Yes, if the corporation uses itemized deductions and the donation qualifies. Corporate authority and documentation are important.
CIII. Can an employee deduct donations from salary tax?
Pure compensation earners may not practically claim donation deductions in the same way as business or professional taxpayers under ordinary withholding/substituted filing arrangements.
CIV. Is a donation to a church fully deductible?
Not automatically. The donee and purpose must qualify under the applicable deduction rules.
CV. Is a donation to a sick person deductible?
Generally no, if made directly to the individual. It may be deductible only if made through a qualified donee and all requirements are met.
CVI. Does full deductibility mean no donor’s tax?
Not necessarily. Income tax deductibility and donor’s tax exemption are separate issues.
CVII. Does full deductibility mean I recover the donation through tax savings?
No. It reduces taxable income, not tax due peso-for-peso.
CVIII. Can I deduct donated services?
Usually, the value of personal services donated is not deducted like cash or property. Out-of-pocket expenses may be considered if properly documented and legally allowed.
CIX. What if the donee’s accreditation expired?
The deduction may be disallowed if accreditation was not valid at the time of donation.
CX. What if I lost the receipt?
The deduction is at risk. Tax deductions require substantiation.

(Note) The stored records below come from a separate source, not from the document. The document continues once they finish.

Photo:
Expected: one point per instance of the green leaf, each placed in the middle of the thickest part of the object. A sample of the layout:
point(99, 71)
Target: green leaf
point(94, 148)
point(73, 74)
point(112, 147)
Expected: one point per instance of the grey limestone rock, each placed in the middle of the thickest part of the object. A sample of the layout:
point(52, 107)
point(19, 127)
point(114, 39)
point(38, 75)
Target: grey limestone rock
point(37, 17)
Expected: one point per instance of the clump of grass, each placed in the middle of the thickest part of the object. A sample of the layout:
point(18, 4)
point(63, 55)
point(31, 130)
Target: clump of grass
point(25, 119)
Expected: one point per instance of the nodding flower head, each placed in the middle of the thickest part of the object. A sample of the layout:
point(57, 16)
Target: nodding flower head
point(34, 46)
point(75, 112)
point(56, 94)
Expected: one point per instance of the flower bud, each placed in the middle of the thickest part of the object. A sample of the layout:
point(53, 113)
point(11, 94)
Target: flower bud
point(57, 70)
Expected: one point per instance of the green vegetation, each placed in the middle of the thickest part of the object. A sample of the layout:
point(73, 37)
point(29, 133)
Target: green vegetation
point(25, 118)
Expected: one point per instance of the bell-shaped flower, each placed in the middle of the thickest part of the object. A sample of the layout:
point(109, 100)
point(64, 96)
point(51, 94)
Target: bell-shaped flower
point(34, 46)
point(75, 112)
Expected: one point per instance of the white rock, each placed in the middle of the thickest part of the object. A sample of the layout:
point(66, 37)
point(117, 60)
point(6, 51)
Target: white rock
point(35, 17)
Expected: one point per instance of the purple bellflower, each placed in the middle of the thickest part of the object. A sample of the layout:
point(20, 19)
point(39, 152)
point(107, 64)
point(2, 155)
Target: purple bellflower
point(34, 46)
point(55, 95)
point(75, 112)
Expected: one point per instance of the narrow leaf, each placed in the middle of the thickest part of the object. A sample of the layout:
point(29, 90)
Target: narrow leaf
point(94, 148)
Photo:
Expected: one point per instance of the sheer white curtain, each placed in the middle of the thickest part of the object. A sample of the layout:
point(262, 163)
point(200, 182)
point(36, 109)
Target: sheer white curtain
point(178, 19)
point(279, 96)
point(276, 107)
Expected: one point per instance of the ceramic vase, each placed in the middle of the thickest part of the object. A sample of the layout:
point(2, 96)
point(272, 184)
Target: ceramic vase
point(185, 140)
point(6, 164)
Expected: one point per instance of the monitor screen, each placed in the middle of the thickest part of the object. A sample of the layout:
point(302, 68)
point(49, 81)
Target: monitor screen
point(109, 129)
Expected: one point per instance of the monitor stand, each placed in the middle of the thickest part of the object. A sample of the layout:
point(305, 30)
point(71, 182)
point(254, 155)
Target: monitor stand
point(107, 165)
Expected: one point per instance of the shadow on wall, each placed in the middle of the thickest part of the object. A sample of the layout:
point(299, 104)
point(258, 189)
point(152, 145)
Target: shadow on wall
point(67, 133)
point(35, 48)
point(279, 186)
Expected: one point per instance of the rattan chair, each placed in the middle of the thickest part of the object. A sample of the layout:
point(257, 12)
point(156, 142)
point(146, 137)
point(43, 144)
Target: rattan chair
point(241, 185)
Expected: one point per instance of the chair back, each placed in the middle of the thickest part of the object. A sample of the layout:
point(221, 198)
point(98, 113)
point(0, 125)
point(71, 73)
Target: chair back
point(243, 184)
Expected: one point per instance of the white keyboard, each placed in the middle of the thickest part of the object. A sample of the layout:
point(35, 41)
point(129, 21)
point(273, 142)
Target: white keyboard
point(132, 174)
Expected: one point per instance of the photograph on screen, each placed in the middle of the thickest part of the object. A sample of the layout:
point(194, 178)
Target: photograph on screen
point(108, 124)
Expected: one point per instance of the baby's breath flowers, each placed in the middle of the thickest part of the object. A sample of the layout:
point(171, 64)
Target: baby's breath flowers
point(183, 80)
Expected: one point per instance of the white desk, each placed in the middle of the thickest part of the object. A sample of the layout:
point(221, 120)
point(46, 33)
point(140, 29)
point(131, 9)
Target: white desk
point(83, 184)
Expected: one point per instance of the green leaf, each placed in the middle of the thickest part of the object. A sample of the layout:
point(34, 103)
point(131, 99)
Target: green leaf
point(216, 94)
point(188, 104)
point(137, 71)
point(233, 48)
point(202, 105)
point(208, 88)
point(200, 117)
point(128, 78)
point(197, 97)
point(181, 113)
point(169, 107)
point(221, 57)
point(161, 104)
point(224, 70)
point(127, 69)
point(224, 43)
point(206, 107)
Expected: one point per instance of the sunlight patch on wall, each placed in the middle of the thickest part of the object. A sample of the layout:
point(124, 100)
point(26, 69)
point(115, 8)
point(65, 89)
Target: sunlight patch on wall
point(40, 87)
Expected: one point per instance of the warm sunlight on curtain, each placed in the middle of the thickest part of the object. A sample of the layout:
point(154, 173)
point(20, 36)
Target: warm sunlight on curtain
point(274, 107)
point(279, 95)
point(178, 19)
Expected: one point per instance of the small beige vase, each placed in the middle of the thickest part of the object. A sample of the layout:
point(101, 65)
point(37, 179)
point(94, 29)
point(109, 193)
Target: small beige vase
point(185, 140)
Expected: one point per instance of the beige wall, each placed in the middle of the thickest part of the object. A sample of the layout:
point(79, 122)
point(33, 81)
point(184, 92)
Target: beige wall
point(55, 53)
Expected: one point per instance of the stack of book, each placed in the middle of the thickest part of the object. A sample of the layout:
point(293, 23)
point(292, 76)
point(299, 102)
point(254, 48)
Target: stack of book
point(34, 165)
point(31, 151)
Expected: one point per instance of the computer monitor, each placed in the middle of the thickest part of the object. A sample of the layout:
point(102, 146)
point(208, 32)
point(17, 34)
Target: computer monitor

Request a duplicate or certification from the donee if possible.
Part Twenty-Six: Key Principles
- Fully deductible donations must have clear legal basis.
- The donor must prove qualification and compliance.
- Donations to the government for exclusively public purposes may be fully deductible.
- Donations to accredited NGOs may be fully deductible if all requirements are met.
- SEC registration alone does not make an NGO a qualified donee institution.
- Tax-exempt status and donee accreditation are different concepts.
- Income tax deductibility is separate from donor’s tax exemption.
- Full deductibility is different from a tax credit.
- Donations to individuals are generally not fully deductible.
- Donations with substantial return benefits may be partly non-donation.
- Documentation is essential.
- Property donations must be properly valued.
- VAT and donor’s tax issues must be separately checked.
- Corporate donations require authority and accounting support.
- Related-party donations are audit-sensitive.
- Taxpayers using optional standard deduction generally cannot separately claim itemized donation deductions.
- The donation must be made within the taxable year claimed.
- Pledges are not automatically deductible.
- Inflated or unsupported donations may be disallowed.
- The safest approach is to verify donee status before donating.
XXVII. Conclusion
Fully deductible donations under Philippine tax law are donations that may be deducted in their entire qualified amount from the donor’s gross income. The most common fully deductible donations are those made to the Philippine government or its agencies and political subdivisions for exclusively public purposes, and those made to qualified accredited non-government organizations or institutions under the Tax Code or special laws.
The most important requirements are qualification, purpose, and proof. The donee must be legally qualified. The donation must be used for a qualified public, charitable, educational, scientific, health, social welfare, environmental, cultural, or similar purpose recognized by law. The donor must keep proper receipts, certificates, deeds, proof of delivery, accreditation documents, valuation records, and tax filings.
A charitable motive alone is not enough. Donations to individuals, informal groups, unaccredited organizations, foreign charities, or entities that provide substantial return benefits may not be fully deductible. Likewise, a donation may be fully deductible for income tax purposes but still require separate analysis for donor’s tax, VAT, documentary stamp tax, transfer tax, accounting, and audit compliance.
The best practice is to verify the donee’s qualification before donating, document the transaction carefully, classify the donation correctly, and keep a complete audit file. In Philippine tax law, generosity may be encouraged, but tax deductibility belongs only to donations that satisfy the law.